I'm never worried about finding players, though. If Zakk walked through the door and said, ''I'm leaving," I'd say, "God bless you, goodbye." There's an abundance of guitar players jamming in their rooms who are brilliant. In fact, I often wonder why they aren't out doing something.

You've got to have an interesting front man.

OZZY: Yeah, you're right. There is a lack of good frontmen. Axl Rose is the best I've seen in many years. I appeared in a movie called The Decline And Fall Of Western Civilization, Part II: The Heavy Metal Years, along with a number of bands. I couldn't believe the amount of horseshit in that film. It seemed that all anyone talked about was partying and getting laid.
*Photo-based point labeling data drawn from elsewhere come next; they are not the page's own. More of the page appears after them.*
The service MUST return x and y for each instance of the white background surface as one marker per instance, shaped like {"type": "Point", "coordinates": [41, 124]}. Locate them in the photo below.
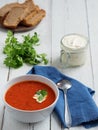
{"type": "Point", "coordinates": [62, 17]}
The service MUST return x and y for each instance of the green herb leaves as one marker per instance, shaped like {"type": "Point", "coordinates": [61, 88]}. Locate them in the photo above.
{"type": "Point", "coordinates": [40, 96]}
{"type": "Point", "coordinates": [18, 53]}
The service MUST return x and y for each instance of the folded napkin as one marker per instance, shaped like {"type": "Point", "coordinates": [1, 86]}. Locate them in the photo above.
{"type": "Point", "coordinates": [82, 107]}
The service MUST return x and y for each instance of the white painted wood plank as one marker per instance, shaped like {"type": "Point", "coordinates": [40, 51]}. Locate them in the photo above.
{"type": "Point", "coordinates": [92, 7]}
{"type": "Point", "coordinates": [44, 31]}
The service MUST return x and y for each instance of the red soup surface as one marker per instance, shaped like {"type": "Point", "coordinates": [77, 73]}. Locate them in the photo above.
{"type": "Point", "coordinates": [20, 95]}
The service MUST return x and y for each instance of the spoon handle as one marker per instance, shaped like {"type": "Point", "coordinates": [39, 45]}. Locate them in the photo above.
{"type": "Point", "coordinates": [68, 120]}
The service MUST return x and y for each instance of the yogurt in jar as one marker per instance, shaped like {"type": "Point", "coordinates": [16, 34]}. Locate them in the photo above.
{"type": "Point", "coordinates": [73, 50]}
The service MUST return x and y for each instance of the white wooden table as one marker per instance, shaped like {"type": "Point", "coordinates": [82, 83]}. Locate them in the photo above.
{"type": "Point", "coordinates": [62, 17]}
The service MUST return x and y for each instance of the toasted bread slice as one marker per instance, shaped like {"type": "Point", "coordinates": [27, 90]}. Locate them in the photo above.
{"type": "Point", "coordinates": [37, 16]}
{"type": "Point", "coordinates": [14, 17]}
{"type": "Point", "coordinates": [5, 9]}
{"type": "Point", "coordinates": [17, 14]}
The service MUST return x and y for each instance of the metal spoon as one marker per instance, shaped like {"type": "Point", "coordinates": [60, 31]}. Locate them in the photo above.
{"type": "Point", "coordinates": [65, 85]}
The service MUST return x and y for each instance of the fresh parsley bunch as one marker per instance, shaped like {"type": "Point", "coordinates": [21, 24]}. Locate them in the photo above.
{"type": "Point", "coordinates": [18, 53]}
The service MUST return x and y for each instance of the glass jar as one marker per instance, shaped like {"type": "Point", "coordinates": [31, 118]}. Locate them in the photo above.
{"type": "Point", "coordinates": [73, 50]}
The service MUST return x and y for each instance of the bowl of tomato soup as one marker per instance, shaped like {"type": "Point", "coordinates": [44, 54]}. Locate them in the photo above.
{"type": "Point", "coordinates": [30, 98]}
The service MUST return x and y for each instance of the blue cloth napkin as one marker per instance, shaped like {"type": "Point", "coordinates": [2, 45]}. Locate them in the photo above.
{"type": "Point", "coordinates": [82, 107]}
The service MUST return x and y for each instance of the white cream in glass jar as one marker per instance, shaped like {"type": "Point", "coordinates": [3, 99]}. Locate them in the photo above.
{"type": "Point", "coordinates": [73, 50]}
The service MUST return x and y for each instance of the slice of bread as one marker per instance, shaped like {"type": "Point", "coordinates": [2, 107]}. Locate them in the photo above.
{"type": "Point", "coordinates": [17, 14]}
{"type": "Point", "coordinates": [14, 17]}
{"type": "Point", "coordinates": [37, 16]}
{"type": "Point", "coordinates": [5, 9]}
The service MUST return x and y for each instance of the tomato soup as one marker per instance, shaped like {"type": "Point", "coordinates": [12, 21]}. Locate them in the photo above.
{"type": "Point", "coordinates": [21, 94]}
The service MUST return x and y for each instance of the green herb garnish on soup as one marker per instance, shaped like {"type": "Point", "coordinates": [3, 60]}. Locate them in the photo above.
{"type": "Point", "coordinates": [40, 96]}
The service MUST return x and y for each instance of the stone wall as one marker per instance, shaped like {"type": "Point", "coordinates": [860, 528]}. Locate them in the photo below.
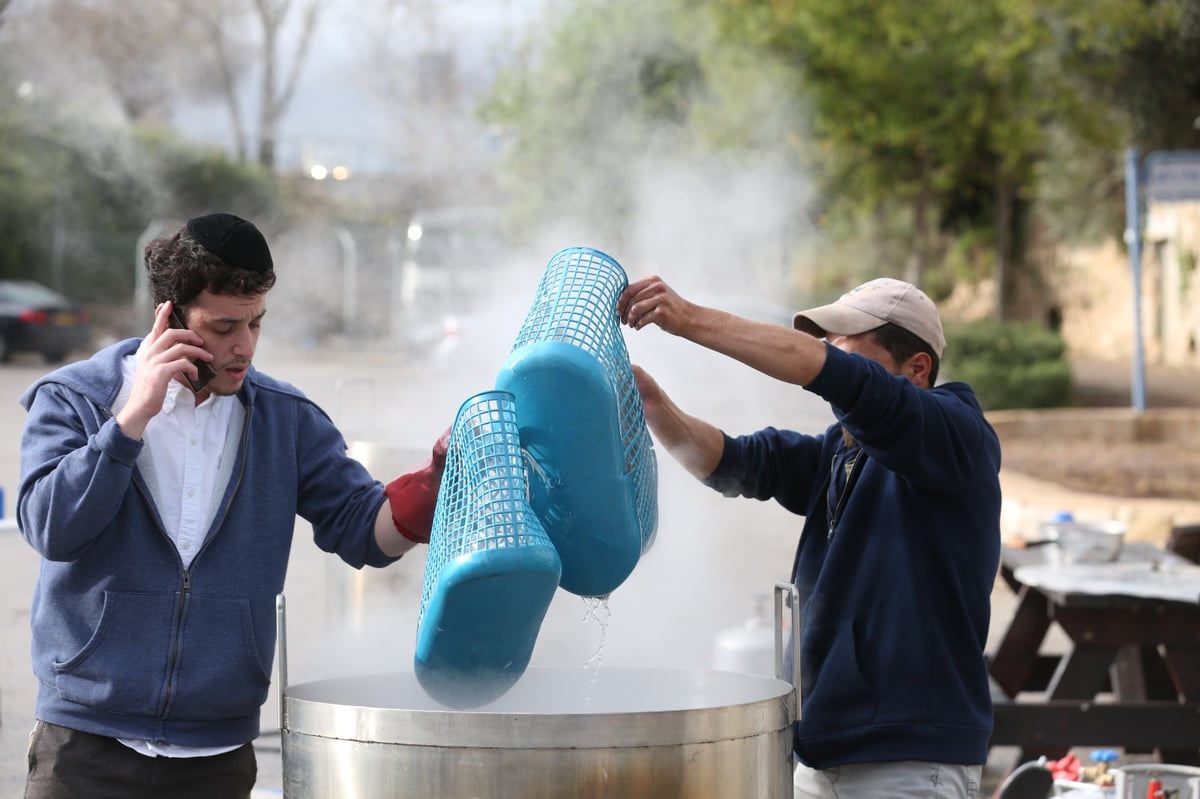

What about being in a band and playing music? Guns N' Roses is a great name for a band and they seem committed. I'm not trying to be trendy, but that's what I think. I think they've got a great image, as well. Everybody likes the bad guys.

Take that band Stryper -- that's the highest form of hypocrisy. They wear the same clothes as me, but they carry crucifixes and Bibles. The difference is, nobody likes to hear a good person. I discovered that many years ago, when I was rehearsing with Black Sabbath. There was a movie house across the street that played nothing but horror movies. I asked myself, "Why is there a line of people with money in their hands, paying to get the shit scared out of them?" It's because people get a thrill out of being around evil.